Tagebücher: November 1929 bis September 1946
Band 1: November 1929 bis Januar 1936
Matthias Joseph Mehs, Franziska Wein, Günter Wein
Tagebücher sind Aufzeichnungen von Gesprächen, welche die Autoren in erster Linie mit sich selbst führen. Sie sind ein fester Bezugspunkt im Leben des Schreibenden und der Ort, an dem Erlebtes, Gelesenes, Gedachtes und Gefühltes festgehalten, reflektiert und hinterlegt wird. Im Unterschied zu Memoiren vermitteln sie dem späteren Leser einen unmittelbaren Zugang zu Ort und Zeit des Geschehens.
Der Verfasser der vorliegenden Tagebücher, Matthias Joseph Mehs (1893-1976), war ein akademisch geschulter, lokal- und kunstgeschichtlich engagierter Gastwirt und christlich-konservativer Politiker aus Wittlich in der Eifel. Seine politische Tätigkeit fällt in drei ereignisreiche Jahrzehnte deutscher Geschichte: Von 1929 bis 1933 war er Stadtverordneter in Wittlich und Vorsitzender der Zentrumsfraktion im Stadtrat, er ließ sich in diesen Funktionen 1933 nicht von den Nationalsozialisten umgarnen und verhinderte durch geschicktes Taktieren, dass Hitler zum Ehrenbürger seiner Heimatstadt ernannt wurde; nach 1945 gründete er die CDU in Stadt und Kreis Wittlich, von 1946 bis 1953 war er CDU-Stadtverordneter und ehrenamtlicher Bürgermeister in Wittlich, von 1949 bis 1953 vertrat er den Wahlkreis Prüm als CDU-Abgeordneter mit Direktmandat im 1. Deutschen Bundestag in Bonn. Nachdem er sich dezidiert gegen die Wiederbewaffnung ausgesprochen hatte, da sie, wie er glaubte, eine Wiedervereinigung Deutschlands auf lange Sicht verhindern würde, wurde er von der CDU nicht zur Wiederwahl nominiert. Von 1953 bis 1957 war er dann ehrenamtlich noch Erster Beigeordneter der Stadt Wittlich. Mehs führte – wenngleich er Privates und Persönliches durchaus vermerkte – kein intimes Journal, sondern ein politisches, das Ausdruck und Spiegel seiner intellektuellen und moralischen Statur ist.

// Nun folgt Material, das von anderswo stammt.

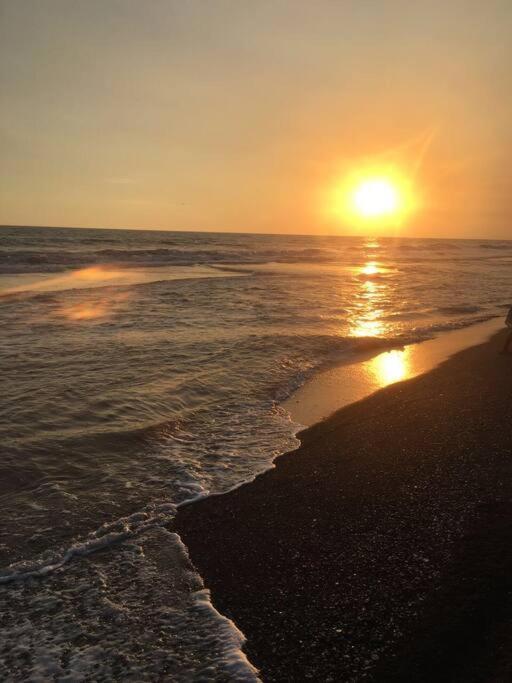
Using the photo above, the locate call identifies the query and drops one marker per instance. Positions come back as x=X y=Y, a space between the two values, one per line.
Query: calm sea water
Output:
x=142 y=369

Die Tagebücher von Matthias Joseph Mehs sind – denjenigen Victor Klemperers durchaus vergleichbar – über das individuelle Lebenszeugnis hinaus eine sehr aufschlussreiche Quelle für die allgemeine deutsche Geschichte. In seinen Aufzeichnungen zeigt sich Mehs als gläubiger, humanistisch gebildeter und belesener Mann, der aus der Bibel, den antiken Klassikern und Texten der Weltliteratur von Shakespeare über Schiller bis zu Dostojewskij virtuos zitiert und dieses klassisch-kosmopolitische Vokabular sowohl zur Beschreibung und Einordnung des Erlebten als auch zur Bestätigung der Richtigkeit der eigenen Ansichten einsetzt.

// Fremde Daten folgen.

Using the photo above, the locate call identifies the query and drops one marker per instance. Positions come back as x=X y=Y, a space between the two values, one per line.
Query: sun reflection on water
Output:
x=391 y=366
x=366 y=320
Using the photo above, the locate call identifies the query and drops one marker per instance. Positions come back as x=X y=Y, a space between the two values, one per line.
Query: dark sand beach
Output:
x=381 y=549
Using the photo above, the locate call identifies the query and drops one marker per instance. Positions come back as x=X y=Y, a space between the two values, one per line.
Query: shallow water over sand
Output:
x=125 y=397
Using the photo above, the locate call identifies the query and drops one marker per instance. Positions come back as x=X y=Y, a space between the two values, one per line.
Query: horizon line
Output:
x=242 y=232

Auch werden Hintergründe und Motive seiner lebenslangen Passion für die Geschichte seiner Familie und seiner engeren Heimat Wittlich deutlich, welche neben seiner christlich-konservativen politischen Überzeugung ein wesentlicher Impuls seines kommunalpolitischen Engagements waren und seinem Volksbegriff eine eigene Prägung gegeben haben. Das (Wittlicher) Volk sah er in einzelnen Originalen der mittleren und unteren Schichten verkörpert, mit denen er sich gelegentlich gerne unterhielt und die er aus Anlass ihres Todes in gelungenen Miniaturen in seinem Tagebuch porträtierte. Dieses Volk verdiente es, in seiner Stadt klassisch-moderne Bau- und Kunstwerke zu haben und ästhetisch anspruchsvoll Volksfeste zu feiern – Mehs ist deren Spiritus rector gewesen.